Having chosen to focus on "the capitalist system", James asks ethical questions (values) as well as cause-effect questions (linear type solutions). He also asks a basic ontological question - does the category of "looter" include Bernie Madoff as well as the kids who stole televisions and trainers?

This ontological question may have some relevance for the aetiology of the riots. Some of the rioters have sought to justify their own behaviour by reference to the "looting" behaviour of the bankers, as well as a socioeconomic classification in which shop-keepers counted as "the rich". If the media are to be believed, some of those caught up in the riots do not appear to have been "have nots" or "underclass", but were middle class aspiring young people, who already had televisions and trainers and were apparently caught up with the fervour of "liberation" and "opportunity". Thus their way of understanding and framing the systems in which they were operating affected their ethical and instrumental choices; those who are convicted of various crimes will experience lasting change to their social identity.

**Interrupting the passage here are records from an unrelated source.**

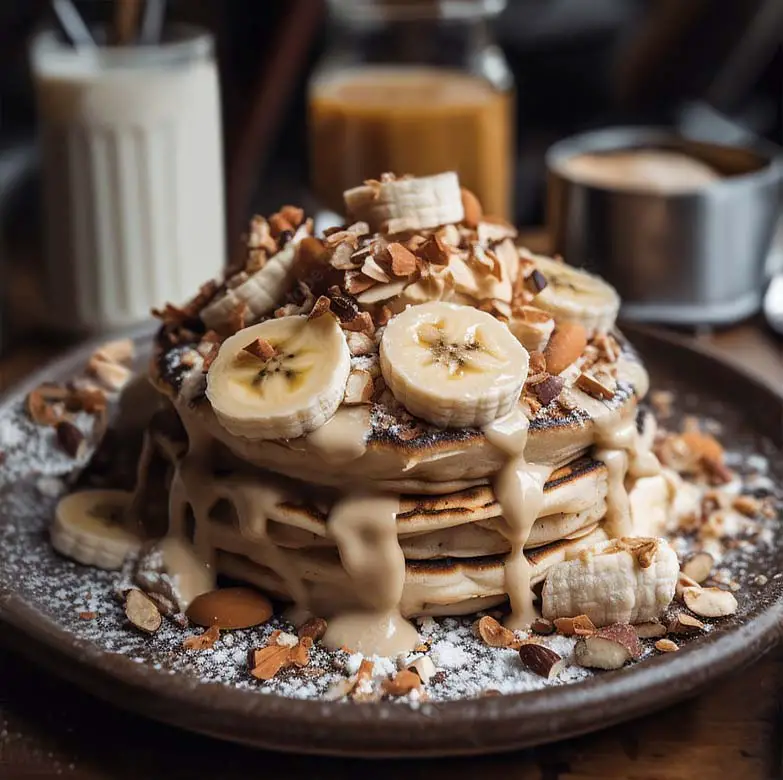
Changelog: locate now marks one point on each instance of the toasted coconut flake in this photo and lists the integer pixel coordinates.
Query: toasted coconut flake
(492, 633)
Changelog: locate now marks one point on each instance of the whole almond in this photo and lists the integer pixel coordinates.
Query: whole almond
(142, 611)
(565, 346)
(230, 608)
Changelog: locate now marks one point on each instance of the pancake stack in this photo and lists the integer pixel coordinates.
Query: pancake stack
(407, 416)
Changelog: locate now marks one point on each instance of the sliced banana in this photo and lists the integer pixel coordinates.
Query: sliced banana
(398, 205)
(629, 580)
(452, 365)
(296, 389)
(88, 528)
(262, 292)
(573, 295)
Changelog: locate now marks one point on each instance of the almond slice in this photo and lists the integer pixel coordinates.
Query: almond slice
(683, 623)
(565, 346)
(609, 648)
(710, 602)
(593, 387)
(492, 633)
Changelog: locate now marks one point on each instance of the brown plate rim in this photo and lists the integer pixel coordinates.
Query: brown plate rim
(473, 726)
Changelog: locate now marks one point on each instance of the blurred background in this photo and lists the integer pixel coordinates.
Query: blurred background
(567, 65)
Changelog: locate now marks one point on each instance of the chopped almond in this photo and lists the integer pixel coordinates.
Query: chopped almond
(403, 261)
(261, 349)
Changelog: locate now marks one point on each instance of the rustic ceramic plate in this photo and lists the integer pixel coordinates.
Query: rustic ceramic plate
(752, 415)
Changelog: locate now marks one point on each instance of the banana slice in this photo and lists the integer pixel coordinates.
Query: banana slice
(290, 381)
(88, 528)
(628, 580)
(452, 365)
(572, 295)
(397, 205)
(262, 292)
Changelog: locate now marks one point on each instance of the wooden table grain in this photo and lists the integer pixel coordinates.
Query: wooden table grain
(733, 731)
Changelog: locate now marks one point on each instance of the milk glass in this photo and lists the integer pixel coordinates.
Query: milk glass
(132, 175)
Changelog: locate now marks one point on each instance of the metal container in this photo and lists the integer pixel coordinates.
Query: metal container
(693, 257)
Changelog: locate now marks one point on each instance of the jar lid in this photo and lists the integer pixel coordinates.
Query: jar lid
(409, 10)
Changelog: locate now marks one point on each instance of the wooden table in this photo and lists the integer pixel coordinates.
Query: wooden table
(732, 732)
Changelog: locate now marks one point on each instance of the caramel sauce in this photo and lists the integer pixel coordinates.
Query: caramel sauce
(366, 121)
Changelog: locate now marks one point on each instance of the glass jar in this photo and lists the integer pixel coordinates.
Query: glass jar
(414, 87)
(132, 168)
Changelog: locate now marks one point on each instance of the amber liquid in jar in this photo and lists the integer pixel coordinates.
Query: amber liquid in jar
(419, 120)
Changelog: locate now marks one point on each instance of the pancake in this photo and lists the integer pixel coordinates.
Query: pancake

As has Bernie Madoff.

What I think this implies for systems thinking is that we are not just called upon to take a systems perspective for our own understanding of some series of events, but also to appreciate the range of systems perspectives taken by the actors in these events, as well as the various commentators upon them.

See also

The competing arguments used to explain the riots (BBC News Magazine, 11 August 2011) with commentary by two criminologists, Professor David Wilson of Birmingham City University and Marian FitzGerald, visiting professor of criminology at the University of Kent.

England riots: 'The whites have become black' says David Starkey (BBC Newsnight, 12 August 2011), provocatively blaming the riots on the adoption of what he calls "black culture" by young people of all races, a point eloquently rebutted by Dreda Say Mitchell. "Very dangerous game to invoke the rivers of blood speech and Empire", comments @markhillary.